Korkunun derecesine ya da tedavi gerekip gerekmediğine, kişinin hayat kalitesini etkileme derecesine göre karar verilebildiğini anlatan Dt. Sevgen Eralp, “Diş hekimine karşı özel bir korku duygusu içinde olan kişi, psikolojik tedavi gerektirmeyen bir duygu durumunda olabilir.
Çünkü kişinin duygularını, korkularını yönlendiren ve çok büyük bir etken olan bilinçaltı diye bir kavram vardır.

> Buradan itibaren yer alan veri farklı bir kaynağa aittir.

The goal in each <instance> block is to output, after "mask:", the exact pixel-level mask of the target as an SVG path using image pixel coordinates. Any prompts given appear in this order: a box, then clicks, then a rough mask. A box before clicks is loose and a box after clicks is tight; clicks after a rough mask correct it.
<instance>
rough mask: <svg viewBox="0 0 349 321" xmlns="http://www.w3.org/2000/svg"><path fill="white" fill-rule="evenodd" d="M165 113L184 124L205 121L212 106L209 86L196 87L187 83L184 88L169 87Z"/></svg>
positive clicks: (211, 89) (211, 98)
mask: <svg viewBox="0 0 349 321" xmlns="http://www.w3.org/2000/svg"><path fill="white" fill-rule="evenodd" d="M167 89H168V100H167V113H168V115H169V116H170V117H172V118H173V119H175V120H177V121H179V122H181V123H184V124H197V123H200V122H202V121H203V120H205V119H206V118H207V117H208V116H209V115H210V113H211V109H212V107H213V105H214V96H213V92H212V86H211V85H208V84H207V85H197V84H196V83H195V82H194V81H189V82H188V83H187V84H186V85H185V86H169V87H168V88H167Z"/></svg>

Bilinçaltı daha önceden bir şekilde diş hekiminden korkmayı öğrenmiş ise bunu değiştirmek zor olabilir. Koltuğumuza oturacak hastayla öncesinde 3-5 dakika sohbet etmek, mahrem sayılabilecek ağız içine yaklaşmak için güven kazanmak sağlıklı korku duygusunu yenmeye yardımcı olurken, ileri derecede kaygı ve korkusu olan hastalara daha fazla kötü tecrübe yaşatmadan belki de bilinçli sedasyona yönlendirmek daha doğru olur diye düşünüyorum" şeklinde konuştu.